Like many warehouse operators,
Obeta has trouble finding workers willing to do the monotonous work. Each
picker handles about 170 orders an hour, or about three per minute, over an
eight-hour day. In the summer, temperatures in the warehouse reach more than
100 degrees. It is hard to keep employees for longer than six months.
For Obeta, the new robot is an ideal
solution. A job that requires three humans is done by one tireless robot.
“It doesn’t smoke, is always in good
health, isn’t chatting with its neighbors, no toilet breaks,” Mr. Jandura said.
“It’s more efficient.”
Knapp is also considering the design of
warehouses staffed by robots rather than humans that would allow for packages
to be more densely packed into spaces and retrieved by robots trained to
perform the task.
“The new warehouses will be built around
A.I. robots and not humans,” Mr. Puchwein said.
Knapp plans to make it hard for companies
to say no to replacing human workers with robots. Mr. Puchwein said they would
charge a fee that was always lower than what a company would pay a human. If a
company paid $40,000 per year to a worker, Knapp would charge about $30,000, he
said.
“We just go lower,” he said. “That’s
basically the business model. For the customer, it’s not very hard to decide.”
Beth Gutelius, associate director of the
Center for Urban Economic Development at the University of Illinois at Chicago,
who has studied the impact of automation on work, said this kind of technology
was unlikely to shift the job market any time soon.
The greater problem, she said, is that as
humans work alongside robots, they will be judged in new ways. “As we start to
compare the speed and efficiency of humans to robots, there is a whole new set
of health and safety issues that emerge,” she said.
Pieter Abbeel, a Berkeley professor who
is a co-founder of Covariant as well as its president and chief scientist, said
humans would continue to work alongside machines in these kinds of warehouses.
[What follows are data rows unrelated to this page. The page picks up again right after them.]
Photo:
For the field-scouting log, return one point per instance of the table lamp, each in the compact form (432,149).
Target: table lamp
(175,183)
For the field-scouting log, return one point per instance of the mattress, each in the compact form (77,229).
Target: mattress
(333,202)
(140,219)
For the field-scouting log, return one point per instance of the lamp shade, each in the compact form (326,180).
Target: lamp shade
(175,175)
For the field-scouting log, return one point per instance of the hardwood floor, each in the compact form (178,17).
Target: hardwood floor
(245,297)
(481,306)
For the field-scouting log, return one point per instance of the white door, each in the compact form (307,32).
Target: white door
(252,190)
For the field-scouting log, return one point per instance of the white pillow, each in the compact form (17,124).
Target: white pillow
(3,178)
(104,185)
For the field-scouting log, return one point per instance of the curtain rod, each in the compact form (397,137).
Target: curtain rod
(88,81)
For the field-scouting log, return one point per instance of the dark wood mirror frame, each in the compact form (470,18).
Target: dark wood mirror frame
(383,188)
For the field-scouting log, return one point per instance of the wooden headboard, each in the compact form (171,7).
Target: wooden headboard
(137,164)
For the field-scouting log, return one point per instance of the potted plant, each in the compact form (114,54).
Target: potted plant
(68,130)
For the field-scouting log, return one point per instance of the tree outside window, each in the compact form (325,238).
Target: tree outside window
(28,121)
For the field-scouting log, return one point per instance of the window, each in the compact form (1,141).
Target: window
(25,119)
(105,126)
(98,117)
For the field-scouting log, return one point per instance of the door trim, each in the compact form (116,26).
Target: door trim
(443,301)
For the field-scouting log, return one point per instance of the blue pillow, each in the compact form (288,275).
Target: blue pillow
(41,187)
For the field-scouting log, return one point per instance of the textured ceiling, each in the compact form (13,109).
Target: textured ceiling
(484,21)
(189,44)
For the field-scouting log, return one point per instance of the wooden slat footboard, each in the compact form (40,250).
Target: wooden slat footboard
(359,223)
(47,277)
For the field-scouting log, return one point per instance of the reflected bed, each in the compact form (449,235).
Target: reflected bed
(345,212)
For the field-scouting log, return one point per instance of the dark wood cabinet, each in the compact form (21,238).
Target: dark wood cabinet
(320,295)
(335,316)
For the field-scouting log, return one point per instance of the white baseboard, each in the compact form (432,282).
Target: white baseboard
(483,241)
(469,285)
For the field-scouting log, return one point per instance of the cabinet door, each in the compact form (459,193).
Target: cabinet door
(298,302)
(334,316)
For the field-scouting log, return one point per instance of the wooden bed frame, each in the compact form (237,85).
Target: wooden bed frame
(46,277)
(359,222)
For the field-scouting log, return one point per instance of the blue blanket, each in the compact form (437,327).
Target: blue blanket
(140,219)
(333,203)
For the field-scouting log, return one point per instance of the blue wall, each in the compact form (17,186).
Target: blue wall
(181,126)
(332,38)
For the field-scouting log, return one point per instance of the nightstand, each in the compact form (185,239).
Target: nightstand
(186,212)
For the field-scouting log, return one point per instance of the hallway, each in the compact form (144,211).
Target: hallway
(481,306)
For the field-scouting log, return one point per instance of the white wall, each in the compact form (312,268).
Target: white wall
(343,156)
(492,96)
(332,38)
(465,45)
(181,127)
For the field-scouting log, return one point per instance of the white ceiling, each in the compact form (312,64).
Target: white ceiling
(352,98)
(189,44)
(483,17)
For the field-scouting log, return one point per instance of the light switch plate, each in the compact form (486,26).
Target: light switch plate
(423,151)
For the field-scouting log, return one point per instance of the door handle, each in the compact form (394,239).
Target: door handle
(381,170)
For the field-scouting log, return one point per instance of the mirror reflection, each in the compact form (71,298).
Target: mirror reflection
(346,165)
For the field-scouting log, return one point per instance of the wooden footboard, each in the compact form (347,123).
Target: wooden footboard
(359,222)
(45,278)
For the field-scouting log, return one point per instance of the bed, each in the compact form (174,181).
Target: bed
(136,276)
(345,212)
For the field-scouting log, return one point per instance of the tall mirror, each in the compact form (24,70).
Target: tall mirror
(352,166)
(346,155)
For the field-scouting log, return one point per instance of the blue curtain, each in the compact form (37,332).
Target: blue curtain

But he acknowledged that the job market would significantly shift as machine
learning improved.
“If this happens 50 years from now, there
is plenty of time for the educational system to catch up to the job market,” he
said.
At the German warehouse, a woman in a
baggy T-shirt diligently sorted through the boxes, occasionally looking up at
the English-speaking visitors who were taking pictures of the robot and were
marveling at its effectiveness.
A Covariant engineer walked over to the
group to share that the robot had filled more than 200 orders in the past hour,
enough to receive a bonus if it were a human.
Adam Satariano reported from
Ludwigsfelde, and Cade Metz from San Francisco.